For a snack, we went to the Coney Island hot dog place. They opened in early 1900s and still use school desks as tables. Then we drove out to see the Oral Roberts university and prayer tower. Oral Roberts has his name all over the place, which is an odd way for a preacher to act, as far as we are concerned. We had lunch at Arnold’s Old Fashioned Hamburgers, which was recommended by our camp host. It was pretty good, but not as good as the White Barn used to be.
First look at Tulsa - Sept 10, 2009
It rained last night, and rained on and off all day. We decided to drive to downtown Tulsa and walk around. There are a lot of buildings with Art Deco details in the downtown area. A man who was cleaning the sidewalk in front of the Trinity Episcopalian church let us in to see it. There are gorgeous stained glass windows everywhere, and excellent wood carving.
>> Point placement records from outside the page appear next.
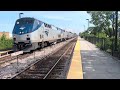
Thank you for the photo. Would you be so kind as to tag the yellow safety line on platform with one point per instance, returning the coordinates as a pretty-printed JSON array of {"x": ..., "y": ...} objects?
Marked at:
[{"x": 75, "y": 71}]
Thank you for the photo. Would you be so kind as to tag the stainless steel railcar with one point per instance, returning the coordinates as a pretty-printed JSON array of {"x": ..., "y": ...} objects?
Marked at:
[{"x": 30, "y": 34}]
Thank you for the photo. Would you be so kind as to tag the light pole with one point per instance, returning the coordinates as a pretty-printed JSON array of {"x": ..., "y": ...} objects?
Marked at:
[
  {"x": 20, "y": 14},
  {"x": 88, "y": 22},
  {"x": 84, "y": 31},
  {"x": 116, "y": 29}
]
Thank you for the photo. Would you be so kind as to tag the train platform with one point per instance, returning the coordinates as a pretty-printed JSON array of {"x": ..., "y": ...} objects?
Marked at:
[
  {"x": 98, "y": 64},
  {"x": 88, "y": 62},
  {"x": 75, "y": 71}
]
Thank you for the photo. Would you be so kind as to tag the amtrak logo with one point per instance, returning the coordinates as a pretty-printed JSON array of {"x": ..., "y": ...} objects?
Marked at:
[
  {"x": 46, "y": 32},
  {"x": 22, "y": 28}
]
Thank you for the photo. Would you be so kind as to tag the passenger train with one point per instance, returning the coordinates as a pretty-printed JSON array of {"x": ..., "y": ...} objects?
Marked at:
[{"x": 30, "y": 34}]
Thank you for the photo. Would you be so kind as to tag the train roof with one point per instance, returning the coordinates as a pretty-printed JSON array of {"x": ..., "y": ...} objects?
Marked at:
[{"x": 43, "y": 22}]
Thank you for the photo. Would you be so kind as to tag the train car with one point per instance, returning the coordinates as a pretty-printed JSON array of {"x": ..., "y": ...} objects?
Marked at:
[{"x": 30, "y": 34}]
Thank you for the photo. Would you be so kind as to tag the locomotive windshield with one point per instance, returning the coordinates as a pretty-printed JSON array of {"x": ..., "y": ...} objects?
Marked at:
[
  {"x": 26, "y": 25},
  {"x": 23, "y": 26}
]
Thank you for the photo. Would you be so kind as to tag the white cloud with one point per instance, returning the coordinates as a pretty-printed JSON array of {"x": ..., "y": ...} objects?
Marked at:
[{"x": 58, "y": 18}]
Afterwards we walked to the Mid-Continent Tower – a very tall, white building. The inside was really lovely, with marble walls and art-deco influence in the elevators and lobby, and in the underground tunnel between the building and the parking lot were old photos of Tulsa in the late 1800’s. We went into another building and found a store that frames and sells Indian art. The manager was very friendly and shared some info about the history of Indian art in Oklahoma. According to him, about 30 tribes were moved to AZ (now there are 39 because some sub-divided) and each one kept its own culture. Some of the tribes did not (and do not) get along very well with the tribe who was located next to them. In the 1920s a man picked 5 Indian artists and thru training and publicity, started the Indian art movement. Until then, Indians did not paint on paper. Now each tribe has it’s own style, and it’s own famous painters.